Releasing a video message after the deliberations among famer leaders, SKM (non-political) leader Abhimanyu Kohar said: “we have unanimously decided to reject the government proposals after elaborately analysing each aspect.”

He said the government claims that the expenses will be between ₹1.25 lakh crore and ₹1.5 lakh crore if all pulses are procured by it. But all agriculture economists say that the total expenses on the government account will be between ₹1.5 lakh crore and ₹1.75 lakh crore if legal guarantee of MSP is implemented.

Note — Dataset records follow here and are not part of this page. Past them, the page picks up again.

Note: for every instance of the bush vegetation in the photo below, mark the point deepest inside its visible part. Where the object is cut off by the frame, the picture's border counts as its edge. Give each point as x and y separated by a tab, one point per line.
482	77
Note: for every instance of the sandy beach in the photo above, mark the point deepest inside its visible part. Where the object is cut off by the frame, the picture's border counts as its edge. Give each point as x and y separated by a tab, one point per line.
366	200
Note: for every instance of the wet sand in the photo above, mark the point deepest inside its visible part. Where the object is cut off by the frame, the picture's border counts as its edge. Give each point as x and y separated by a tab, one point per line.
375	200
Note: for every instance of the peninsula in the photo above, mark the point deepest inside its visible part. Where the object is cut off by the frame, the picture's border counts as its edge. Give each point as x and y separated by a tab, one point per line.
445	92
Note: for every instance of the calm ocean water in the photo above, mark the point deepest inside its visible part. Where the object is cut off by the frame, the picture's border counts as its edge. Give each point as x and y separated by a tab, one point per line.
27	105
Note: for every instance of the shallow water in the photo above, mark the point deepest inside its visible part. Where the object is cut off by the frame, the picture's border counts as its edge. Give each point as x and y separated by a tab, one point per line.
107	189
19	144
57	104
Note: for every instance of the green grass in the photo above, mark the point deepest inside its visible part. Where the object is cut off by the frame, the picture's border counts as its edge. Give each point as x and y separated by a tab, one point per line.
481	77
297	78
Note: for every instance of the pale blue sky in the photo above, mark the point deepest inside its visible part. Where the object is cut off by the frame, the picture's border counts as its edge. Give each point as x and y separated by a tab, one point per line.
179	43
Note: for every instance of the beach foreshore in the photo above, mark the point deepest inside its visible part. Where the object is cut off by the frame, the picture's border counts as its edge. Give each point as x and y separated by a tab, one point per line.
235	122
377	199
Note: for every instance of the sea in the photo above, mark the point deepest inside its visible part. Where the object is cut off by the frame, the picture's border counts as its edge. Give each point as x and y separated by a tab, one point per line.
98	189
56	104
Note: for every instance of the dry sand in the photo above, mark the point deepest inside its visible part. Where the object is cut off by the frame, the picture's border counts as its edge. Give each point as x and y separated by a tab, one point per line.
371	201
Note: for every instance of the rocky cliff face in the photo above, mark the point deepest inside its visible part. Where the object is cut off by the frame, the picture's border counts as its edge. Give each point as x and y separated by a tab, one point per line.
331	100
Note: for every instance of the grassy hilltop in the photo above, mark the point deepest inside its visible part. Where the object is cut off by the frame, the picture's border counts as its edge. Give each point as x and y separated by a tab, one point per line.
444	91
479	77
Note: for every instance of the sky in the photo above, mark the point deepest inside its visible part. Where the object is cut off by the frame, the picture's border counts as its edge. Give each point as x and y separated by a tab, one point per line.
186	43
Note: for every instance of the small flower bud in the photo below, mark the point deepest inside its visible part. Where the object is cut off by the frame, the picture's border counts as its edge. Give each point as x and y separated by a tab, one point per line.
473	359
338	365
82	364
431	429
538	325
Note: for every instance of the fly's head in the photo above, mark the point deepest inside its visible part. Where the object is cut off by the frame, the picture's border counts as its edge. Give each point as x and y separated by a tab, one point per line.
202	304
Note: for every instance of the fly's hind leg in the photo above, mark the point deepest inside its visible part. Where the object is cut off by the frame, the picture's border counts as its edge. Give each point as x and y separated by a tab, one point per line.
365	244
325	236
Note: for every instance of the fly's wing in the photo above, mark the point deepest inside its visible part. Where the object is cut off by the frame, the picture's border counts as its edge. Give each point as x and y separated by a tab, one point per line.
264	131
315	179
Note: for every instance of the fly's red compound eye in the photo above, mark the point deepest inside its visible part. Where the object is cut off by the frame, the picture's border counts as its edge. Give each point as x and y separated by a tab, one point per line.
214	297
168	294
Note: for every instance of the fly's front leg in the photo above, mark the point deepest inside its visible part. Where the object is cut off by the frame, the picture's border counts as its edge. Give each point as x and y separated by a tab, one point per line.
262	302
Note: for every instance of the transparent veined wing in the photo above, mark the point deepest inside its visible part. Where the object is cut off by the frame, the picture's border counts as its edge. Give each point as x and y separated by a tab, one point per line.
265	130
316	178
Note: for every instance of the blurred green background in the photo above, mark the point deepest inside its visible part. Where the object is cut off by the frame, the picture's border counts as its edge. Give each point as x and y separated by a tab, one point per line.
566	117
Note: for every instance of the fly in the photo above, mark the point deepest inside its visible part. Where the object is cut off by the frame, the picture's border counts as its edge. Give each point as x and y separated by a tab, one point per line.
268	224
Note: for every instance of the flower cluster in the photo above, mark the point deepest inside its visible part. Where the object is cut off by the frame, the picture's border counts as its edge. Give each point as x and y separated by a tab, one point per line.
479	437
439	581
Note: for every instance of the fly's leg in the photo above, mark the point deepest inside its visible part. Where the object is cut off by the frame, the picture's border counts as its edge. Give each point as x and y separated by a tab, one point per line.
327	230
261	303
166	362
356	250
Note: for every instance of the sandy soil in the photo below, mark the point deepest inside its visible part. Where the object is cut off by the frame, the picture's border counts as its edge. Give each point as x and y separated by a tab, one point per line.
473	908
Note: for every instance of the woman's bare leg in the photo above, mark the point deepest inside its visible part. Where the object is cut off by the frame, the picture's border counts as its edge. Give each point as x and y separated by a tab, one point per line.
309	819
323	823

Further, Kohar wondered why the government was not saying that it would spend the ₹1.75 lakh crore foreign exchange paid to import edible oil annually to domestic farmers. “If the government is really sincere on its commitment for Atmanirbhar, all those agriculture products should not be imported, but the same amount money be spent in India itself.”

Secondly, he said that in the Centre’s proposal there is a condition that only those farmers will get the MSP benefit if they shift from some other crops to any of the five crops in which the scheme will be implemented. “This means a cotton farmer will not be assured of purchase of his cotton at MSP and only if a farmer of other crops shifts to cotton, only then will he get the benefit,” he said.

“We want a law to guarantee purchase of 23 crops at MSP fixed by the government,” he said and added that from 11 am on Wednesday, farmers will resume their march from the Punjab-Haryana border points to Delhi. He also appealed to farmers to join the two border points by February 21.

The Left-leaning SKM, on Monday hardened its stand and rejected the proposals, saying the demands are common and for the benefit of all farmers, even if the government has been holding talks with one group of farmer unions and shared the proposals with them.

Briefing media, SKM leader Darshan Pal Singh had said that the government was trying to divide the farmers unions as the current proposal, linking with crop diversification, has diluted the core two demands of legally guaranteed MSPs and Swaminathan formula.

Farmers have been demanding implementation of the Swaminathan Commission’s recommendation for fixing minimum support prices (MSPs) at 50 per cent over and above C2 (comprehensive) costs of production (including imputed costs of own land), and a law to guarantee purchase of crops at MSP. Other demands include unconditional pension for farmers above 60 years of age, and farmers should be made completely debt-free.